As of this week, I will be heading to Afghanistan for another deployment with 3rd Battalion 6th Marines. I once again get the great opportunity to serve with some of the greatest Americans this country produces! Please keep them in your prayers and for a safe return home! Where the rest of my life goes from here will be much clearer after this deployment. The excitement, pain, sorrow etc... that comes with a deployment like this is indescribable but it is what Marines do best. Many of the Marine-isms that I used on the show were for entertainment value but is the mindset of a Marine: One Mind Any Weapon. You do not take your foot off them until the match is over. Yes, it is golf, but you are in a metaphorical 'fight' on the golf course...

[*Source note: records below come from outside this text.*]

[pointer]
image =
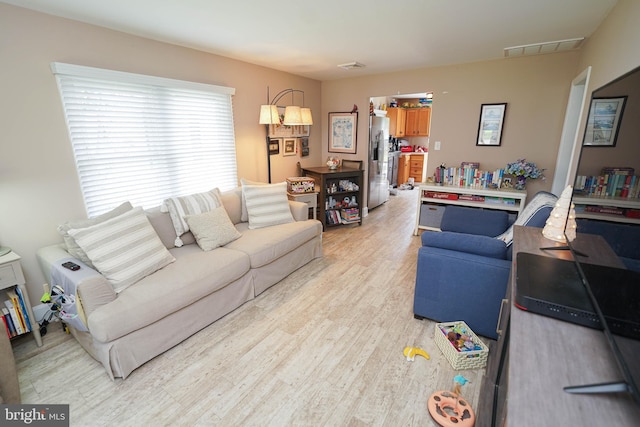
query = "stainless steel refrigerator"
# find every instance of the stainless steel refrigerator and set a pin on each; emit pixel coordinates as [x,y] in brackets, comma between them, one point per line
[378,161]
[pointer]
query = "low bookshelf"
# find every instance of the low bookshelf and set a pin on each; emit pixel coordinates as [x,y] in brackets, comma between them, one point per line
[436,197]
[615,209]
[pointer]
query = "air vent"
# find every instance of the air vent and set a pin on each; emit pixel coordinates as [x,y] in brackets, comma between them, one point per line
[351,65]
[541,48]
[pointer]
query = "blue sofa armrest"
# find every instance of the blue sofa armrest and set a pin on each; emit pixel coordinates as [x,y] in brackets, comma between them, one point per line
[467,243]
[484,222]
[445,292]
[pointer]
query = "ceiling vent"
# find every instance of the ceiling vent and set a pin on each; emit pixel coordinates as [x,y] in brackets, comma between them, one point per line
[351,65]
[541,48]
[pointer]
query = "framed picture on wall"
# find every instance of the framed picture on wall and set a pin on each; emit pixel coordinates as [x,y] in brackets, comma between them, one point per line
[604,120]
[343,129]
[491,124]
[289,147]
[274,146]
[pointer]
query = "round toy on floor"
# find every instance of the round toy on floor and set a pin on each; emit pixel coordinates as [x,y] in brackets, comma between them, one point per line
[449,409]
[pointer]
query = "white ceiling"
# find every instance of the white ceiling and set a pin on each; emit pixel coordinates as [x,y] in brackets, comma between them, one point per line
[311,37]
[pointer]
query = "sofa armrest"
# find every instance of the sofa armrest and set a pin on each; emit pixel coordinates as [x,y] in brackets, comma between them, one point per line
[466,243]
[299,210]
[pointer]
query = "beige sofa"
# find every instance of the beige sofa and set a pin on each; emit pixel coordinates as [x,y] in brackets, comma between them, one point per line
[127,329]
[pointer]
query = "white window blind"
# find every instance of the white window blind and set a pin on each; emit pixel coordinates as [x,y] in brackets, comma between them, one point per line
[142,139]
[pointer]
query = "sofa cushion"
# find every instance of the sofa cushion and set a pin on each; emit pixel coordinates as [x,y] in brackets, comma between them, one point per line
[212,229]
[267,205]
[193,275]
[72,247]
[467,243]
[124,249]
[535,214]
[486,222]
[192,204]
[161,222]
[264,245]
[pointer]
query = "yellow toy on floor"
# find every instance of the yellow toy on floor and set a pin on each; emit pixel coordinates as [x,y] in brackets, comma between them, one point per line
[449,409]
[411,352]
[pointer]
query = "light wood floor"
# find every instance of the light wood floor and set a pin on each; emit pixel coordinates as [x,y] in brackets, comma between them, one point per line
[321,348]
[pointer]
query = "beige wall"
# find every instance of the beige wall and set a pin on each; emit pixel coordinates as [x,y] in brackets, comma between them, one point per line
[39,188]
[613,51]
[536,90]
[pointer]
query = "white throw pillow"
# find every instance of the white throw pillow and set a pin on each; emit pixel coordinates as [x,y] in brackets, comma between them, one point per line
[72,247]
[212,229]
[267,205]
[193,204]
[124,249]
[244,215]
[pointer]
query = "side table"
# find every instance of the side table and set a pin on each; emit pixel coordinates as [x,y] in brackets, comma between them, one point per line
[311,199]
[11,275]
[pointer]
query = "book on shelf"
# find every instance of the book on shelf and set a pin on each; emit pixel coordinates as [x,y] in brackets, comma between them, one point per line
[469,177]
[623,185]
[8,323]
[17,311]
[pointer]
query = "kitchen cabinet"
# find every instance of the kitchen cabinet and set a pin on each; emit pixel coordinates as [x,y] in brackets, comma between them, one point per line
[418,121]
[403,169]
[397,121]
[417,167]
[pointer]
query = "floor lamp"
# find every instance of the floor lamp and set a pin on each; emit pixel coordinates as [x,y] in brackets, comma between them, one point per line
[293,116]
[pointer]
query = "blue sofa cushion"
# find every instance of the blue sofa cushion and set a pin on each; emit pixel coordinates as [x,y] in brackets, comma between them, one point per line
[467,243]
[474,221]
[535,214]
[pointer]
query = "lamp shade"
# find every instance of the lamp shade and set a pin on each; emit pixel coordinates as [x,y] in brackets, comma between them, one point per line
[307,119]
[292,116]
[269,115]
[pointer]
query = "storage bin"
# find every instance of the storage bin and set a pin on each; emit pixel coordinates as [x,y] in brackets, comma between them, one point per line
[466,359]
[300,184]
[431,215]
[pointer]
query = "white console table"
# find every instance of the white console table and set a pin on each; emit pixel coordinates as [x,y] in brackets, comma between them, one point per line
[519,197]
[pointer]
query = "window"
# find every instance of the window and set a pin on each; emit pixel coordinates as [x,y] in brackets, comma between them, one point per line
[143,139]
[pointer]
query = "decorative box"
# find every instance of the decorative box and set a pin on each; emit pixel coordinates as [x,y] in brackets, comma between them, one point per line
[300,184]
[463,349]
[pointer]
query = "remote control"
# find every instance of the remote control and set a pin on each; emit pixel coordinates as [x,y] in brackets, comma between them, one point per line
[71,266]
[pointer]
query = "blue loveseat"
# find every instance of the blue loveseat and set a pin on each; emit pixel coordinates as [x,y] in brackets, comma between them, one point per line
[463,271]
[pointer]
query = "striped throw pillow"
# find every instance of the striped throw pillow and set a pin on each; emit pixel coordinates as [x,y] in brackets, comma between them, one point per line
[267,205]
[124,249]
[179,207]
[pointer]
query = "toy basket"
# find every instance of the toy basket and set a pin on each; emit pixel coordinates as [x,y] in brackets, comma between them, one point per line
[475,358]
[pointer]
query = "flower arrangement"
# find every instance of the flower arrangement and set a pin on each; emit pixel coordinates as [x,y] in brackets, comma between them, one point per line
[525,169]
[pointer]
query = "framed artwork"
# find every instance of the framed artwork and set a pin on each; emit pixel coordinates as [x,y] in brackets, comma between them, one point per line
[274,146]
[304,147]
[289,147]
[343,129]
[491,124]
[603,124]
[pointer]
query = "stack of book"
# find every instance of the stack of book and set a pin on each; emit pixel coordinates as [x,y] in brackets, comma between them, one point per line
[14,314]
[612,182]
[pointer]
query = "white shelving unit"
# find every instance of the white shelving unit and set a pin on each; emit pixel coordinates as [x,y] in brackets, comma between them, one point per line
[615,202]
[519,196]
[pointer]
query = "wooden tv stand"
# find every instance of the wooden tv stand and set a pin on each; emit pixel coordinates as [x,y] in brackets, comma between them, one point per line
[543,355]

To all of the golfers on Big Break Indian Wells, well done gentlemen... You are great golfers so please continue the dream of chasing happiness, to play on the PGA Tour! As Quintus Horatius Flaccus said 'Carpe diem, quam minimum credula postero!” The viewers will never know how close of a group we all became in the short time we were there. You all are truly fine gentlemen and you are part of the reason why I have served my country for the last 18 years.

Finally, I would like to say to my children.. You are great kids and make my life that much more meaningful! I know you do not truly grasp what dad was trying to do on the TV right now but you will later in life. I wanted the opportunity to potentially give my children a life with their dad having to leave with the fear of him never coming home. That is why I was teary-eyed at the end of the show; I felt like I let them down... I love you JoJo and KiKi more than you will ever know!!!